When Comte speaks of “an external power,” he means, not God, but the intellectual councils of the political state.  Mr. Miller is simply restating Comte’s belief that individuals, left to their own devices, cannot be relied upon to follow the proper course of action from the standpoint of the political state.  Government must be empowered to set and to enforce standards of personal conduct.

We see this doctrine as well in more recent bodies of socialist theory such as Benito Mussolini’s nationalistic version of socialism, which he called Fascism.  The term Fascism was meant to conjure the image of the fasces (as in the fascia, a tough tissue sheath around a bundle of muscle strands), a symbol of collective strength, i.e., the collectivized socialist state.  You should bear in mind that today the term Fascist is wrongly used to denounce a disagreeable idea or person.  When liberals, ignorant of the true meaning and origin of the term, denounce a conservative as a fascist, they are actually giving him a compliment in the lexicon of socialism.
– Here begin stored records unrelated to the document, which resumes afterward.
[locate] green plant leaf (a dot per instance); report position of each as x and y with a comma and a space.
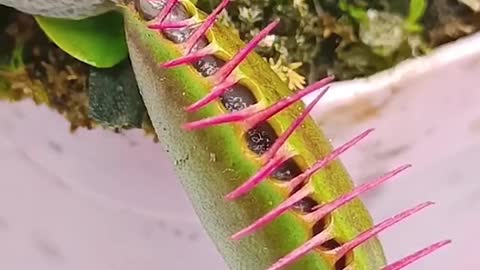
114, 97
417, 10
98, 41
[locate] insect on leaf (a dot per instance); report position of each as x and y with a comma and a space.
98, 41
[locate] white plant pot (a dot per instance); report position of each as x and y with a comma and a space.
97, 200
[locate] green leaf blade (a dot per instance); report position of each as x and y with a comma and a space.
98, 41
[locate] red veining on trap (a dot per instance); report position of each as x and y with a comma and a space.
321, 211
343, 249
205, 26
251, 116
416, 256
223, 74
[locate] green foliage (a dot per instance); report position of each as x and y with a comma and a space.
320, 33
417, 11
114, 98
98, 41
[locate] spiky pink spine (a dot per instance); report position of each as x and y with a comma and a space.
254, 115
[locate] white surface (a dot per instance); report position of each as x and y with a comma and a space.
95, 200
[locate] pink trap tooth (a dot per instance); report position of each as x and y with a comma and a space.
416, 256
261, 175
322, 210
189, 58
228, 68
339, 252
367, 235
253, 115
286, 102
272, 215
216, 92
294, 126
165, 11
200, 32
328, 159
221, 78
311, 244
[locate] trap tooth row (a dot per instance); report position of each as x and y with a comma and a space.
172, 19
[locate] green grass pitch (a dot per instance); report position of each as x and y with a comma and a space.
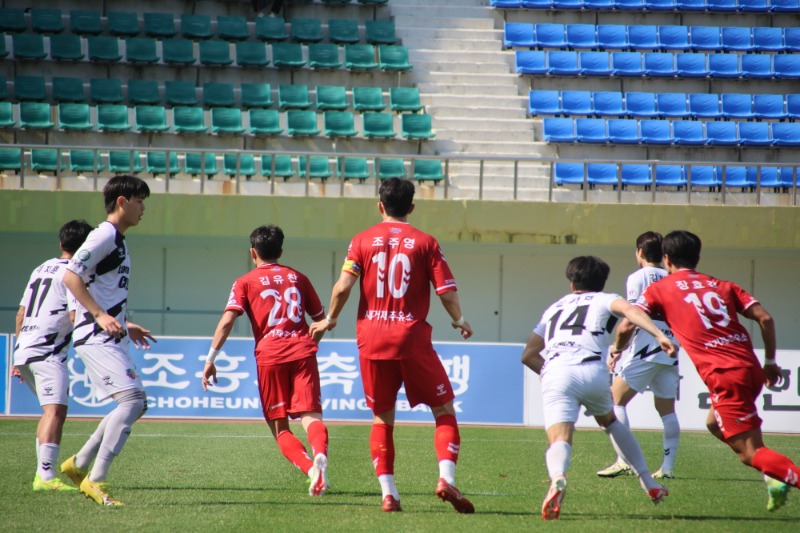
216, 476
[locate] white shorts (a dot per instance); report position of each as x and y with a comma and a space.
642, 375
48, 379
566, 387
110, 369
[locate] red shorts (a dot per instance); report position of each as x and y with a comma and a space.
733, 394
288, 389
425, 380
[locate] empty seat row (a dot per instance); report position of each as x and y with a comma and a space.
213, 53
733, 106
194, 26
646, 175
223, 120
644, 37
679, 132
658, 64
725, 6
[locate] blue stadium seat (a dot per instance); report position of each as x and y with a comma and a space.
722, 133
703, 105
656, 132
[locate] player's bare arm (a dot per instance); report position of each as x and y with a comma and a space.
452, 305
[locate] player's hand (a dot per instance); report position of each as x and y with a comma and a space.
139, 336
209, 375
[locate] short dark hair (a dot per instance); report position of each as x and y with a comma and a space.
267, 241
397, 196
127, 186
649, 243
588, 273
683, 248
72, 234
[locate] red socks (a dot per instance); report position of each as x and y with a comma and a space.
446, 439
776, 466
381, 446
293, 449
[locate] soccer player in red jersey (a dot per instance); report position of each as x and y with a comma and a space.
276, 299
702, 313
397, 264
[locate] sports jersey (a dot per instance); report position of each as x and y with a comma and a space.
701, 311
46, 328
643, 345
104, 265
397, 264
276, 299
577, 329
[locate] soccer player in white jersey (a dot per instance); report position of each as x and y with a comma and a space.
566, 349
43, 333
643, 365
98, 276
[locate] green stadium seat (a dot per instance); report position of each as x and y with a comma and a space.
368, 99
28, 46
247, 165
143, 92
159, 25
323, 56
141, 50
380, 32
353, 168
151, 118
105, 90
123, 24
178, 52
46, 20
339, 124
74, 116
104, 49
66, 47
85, 22
404, 99
193, 164
215, 53
157, 163
283, 166
287, 55
30, 88
293, 97
359, 57
301, 123
188, 119
196, 27
226, 120
318, 167
378, 126
394, 58
417, 126
35, 116
256, 95
271, 29
428, 170
12, 20
232, 28
331, 98
120, 162
343, 31
83, 161
113, 117
265, 122
251, 54
218, 95
180, 93
306, 30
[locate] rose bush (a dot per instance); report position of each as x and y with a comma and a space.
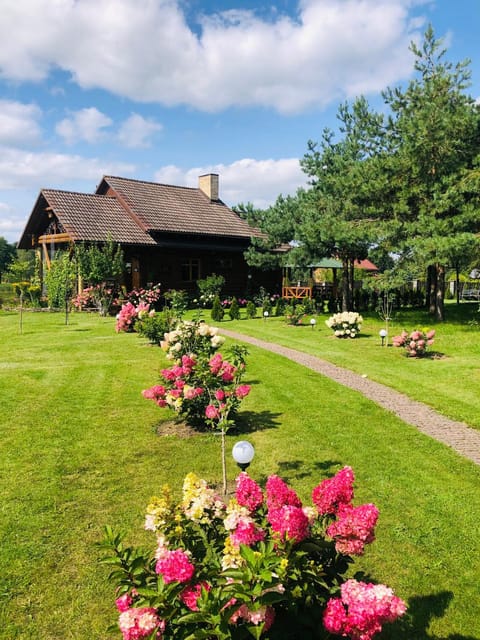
416, 343
346, 324
202, 386
261, 564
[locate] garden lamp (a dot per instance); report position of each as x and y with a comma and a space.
243, 453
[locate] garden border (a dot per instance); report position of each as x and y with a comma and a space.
459, 436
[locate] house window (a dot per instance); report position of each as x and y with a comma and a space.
224, 264
190, 270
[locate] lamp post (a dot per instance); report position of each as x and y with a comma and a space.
242, 453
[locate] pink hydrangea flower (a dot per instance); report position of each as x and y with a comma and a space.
242, 391
362, 610
246, 533
215, 363
279, 494
124, 602
192, 593
289, 523
220, 394
228, 371
175, 566
333, 492
140, 622
354, 528
248, 493
188, 362
212, 412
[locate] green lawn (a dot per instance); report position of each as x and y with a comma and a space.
79, 449
449, 382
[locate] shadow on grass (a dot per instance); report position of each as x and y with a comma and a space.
420, 613
291, 470
251, 421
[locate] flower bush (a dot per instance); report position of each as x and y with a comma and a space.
294, 314
150, 295
346, 324
129, 314
203, 387
259, 565
416, 343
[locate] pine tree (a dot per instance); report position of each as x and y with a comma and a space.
217, 310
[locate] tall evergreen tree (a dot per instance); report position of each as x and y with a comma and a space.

Mussolini himself put it this way in “The Political and Social Doctrine of Fascism” (1933): ?Fascism conceives of the State as an absolute, in comparison with which all individuals or groups are relative, only to be conceived of in their relation to the State. ?The Fascist State has drawn into itself even the economic activities of the nation, and, through the corporative social and educational institutions created by it, its influence reaches every aspect of the national life and includes, framed in their respective organizations, all the political, economic and spiritual forces of the nation.?
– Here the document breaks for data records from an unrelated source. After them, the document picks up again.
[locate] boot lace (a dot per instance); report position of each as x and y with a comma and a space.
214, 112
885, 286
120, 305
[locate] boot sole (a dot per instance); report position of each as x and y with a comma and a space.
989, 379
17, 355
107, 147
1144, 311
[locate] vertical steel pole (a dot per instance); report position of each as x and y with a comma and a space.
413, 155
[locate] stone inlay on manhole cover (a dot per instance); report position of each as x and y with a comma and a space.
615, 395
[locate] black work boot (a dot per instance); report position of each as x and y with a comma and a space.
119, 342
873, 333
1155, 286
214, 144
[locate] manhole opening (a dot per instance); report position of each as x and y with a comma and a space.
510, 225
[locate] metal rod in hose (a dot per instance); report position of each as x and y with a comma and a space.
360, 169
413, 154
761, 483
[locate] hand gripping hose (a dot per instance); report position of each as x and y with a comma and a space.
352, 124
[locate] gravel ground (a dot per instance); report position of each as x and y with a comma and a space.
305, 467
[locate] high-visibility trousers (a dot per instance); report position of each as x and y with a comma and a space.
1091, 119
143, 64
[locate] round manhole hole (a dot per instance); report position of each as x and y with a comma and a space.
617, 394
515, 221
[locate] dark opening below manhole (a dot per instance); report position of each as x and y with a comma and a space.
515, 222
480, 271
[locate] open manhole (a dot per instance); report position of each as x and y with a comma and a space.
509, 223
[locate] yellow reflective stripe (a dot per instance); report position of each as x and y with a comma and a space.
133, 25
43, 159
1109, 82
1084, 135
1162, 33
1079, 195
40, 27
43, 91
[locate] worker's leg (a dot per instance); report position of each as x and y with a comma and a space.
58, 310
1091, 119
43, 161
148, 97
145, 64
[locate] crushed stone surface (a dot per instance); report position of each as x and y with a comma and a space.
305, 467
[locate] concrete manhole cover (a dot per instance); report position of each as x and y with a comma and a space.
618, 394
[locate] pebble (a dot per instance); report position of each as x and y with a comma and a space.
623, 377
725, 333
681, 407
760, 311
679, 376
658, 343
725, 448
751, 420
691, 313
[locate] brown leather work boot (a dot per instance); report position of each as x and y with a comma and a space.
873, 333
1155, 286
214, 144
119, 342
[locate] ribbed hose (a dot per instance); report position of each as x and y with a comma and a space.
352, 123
What must be recognized in the foregoing examples is that Mr. Miller’s dictum that charity shouldn’t replace government is a prescription for tyranny.  A government that deliberately subdues individual charitable impulses and arrogates such decisions to itself will both condition its citizens to servility, and make itself their unrestrained master.
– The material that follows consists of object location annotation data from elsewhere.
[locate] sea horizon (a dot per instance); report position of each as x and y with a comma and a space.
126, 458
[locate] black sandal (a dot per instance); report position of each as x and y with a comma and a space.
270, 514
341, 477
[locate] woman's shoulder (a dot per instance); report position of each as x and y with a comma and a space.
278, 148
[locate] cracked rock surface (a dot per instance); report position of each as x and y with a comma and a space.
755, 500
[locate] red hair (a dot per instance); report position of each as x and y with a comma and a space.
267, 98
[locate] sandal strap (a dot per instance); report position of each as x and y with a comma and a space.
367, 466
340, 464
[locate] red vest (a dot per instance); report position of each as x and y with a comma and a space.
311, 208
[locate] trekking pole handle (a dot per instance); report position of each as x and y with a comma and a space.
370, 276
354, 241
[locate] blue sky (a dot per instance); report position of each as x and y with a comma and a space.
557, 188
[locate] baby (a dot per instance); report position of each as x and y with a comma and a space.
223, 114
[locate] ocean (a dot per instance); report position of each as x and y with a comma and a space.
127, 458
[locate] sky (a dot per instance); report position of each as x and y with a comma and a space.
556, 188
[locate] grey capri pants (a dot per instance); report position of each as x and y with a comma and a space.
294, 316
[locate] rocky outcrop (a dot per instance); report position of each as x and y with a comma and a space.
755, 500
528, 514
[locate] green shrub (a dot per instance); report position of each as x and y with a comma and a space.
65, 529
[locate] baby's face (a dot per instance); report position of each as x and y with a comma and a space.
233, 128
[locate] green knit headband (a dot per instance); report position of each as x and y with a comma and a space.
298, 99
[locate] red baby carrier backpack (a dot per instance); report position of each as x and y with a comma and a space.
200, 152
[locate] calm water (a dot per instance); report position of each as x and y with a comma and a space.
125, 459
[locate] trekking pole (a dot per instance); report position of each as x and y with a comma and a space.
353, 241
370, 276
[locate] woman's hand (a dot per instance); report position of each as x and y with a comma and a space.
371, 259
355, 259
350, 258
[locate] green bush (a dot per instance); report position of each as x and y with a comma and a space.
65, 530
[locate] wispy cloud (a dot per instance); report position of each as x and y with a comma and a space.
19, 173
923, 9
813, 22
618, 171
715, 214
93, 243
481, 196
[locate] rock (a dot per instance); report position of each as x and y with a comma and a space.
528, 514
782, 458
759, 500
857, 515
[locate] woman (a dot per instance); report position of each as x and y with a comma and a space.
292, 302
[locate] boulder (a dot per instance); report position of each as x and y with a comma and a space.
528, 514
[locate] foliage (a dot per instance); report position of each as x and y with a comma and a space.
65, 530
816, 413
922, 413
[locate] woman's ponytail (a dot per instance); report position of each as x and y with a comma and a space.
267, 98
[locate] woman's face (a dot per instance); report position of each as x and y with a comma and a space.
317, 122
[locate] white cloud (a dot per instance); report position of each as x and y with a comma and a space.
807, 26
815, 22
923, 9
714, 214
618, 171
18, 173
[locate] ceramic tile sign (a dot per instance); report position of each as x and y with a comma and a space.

A final point should be made with regard to Mr. Miller’s preference for government to replace private charity.  The point is that his preference is the opposite of the Judeo-Christian moral principles that were the foundation of American society.

Unfortunately Mr. Miller’s assertion arouses no strong reaction among today’s generations in the United States, because they have never lived under any form of government other than the socialistic, collectivized welfare state instituted by President Franklin Roosevelt in 1933.  By now all recollection of charity, as practiced in the first 313 years of our colonial and national life, have been deliberately expunged from history texts.  Students are taught that, without the welfare state, the poor, widows, orphans, and the disabled would be tossed into the streets to starve in the cold.

The facts, in brief, are that prior to 1933 there were tens of thousands of local charitable and self-help organizations, some in every community of the United States.  They were churches, synagogues, immigrant societies, craft-based guilds, and fraternal and sisterly organizations such as Eastern Star Lodges, the Elks, and Woodmen of the World.  Such organizations existed for men and women, and for different races and nationalities.

For substantiating details, take a look at David T. Beito’s “From Mutual Aid to the Welfare State: Fraternal Societies and Social Services, 1890-1967.”

These churches, synagogues, and societies provided emergency aid for deserving members in exchange for weekly contributions of a few pennies, within the financial reach of almost any husband or wife.  In addition, they provided what today would be called support groups, where members were counseled on everything from moral conduct to household economy.

Those organizations were still functioning effectively in 1935, when President Roosevelt decided to implement Social Security.  Taxes to support this Federal welfare-state program were made mandatory, in order to siphon off the household savings that for more than 300 years had been going to local charitable groups, effectively putting them out of business. 

Even today after paying huge Social Security taxes, as officials have noted in connection with relief for the tsunami victims, Americans make private charitable contributions in amounts roughly equal to official aid from the United States government.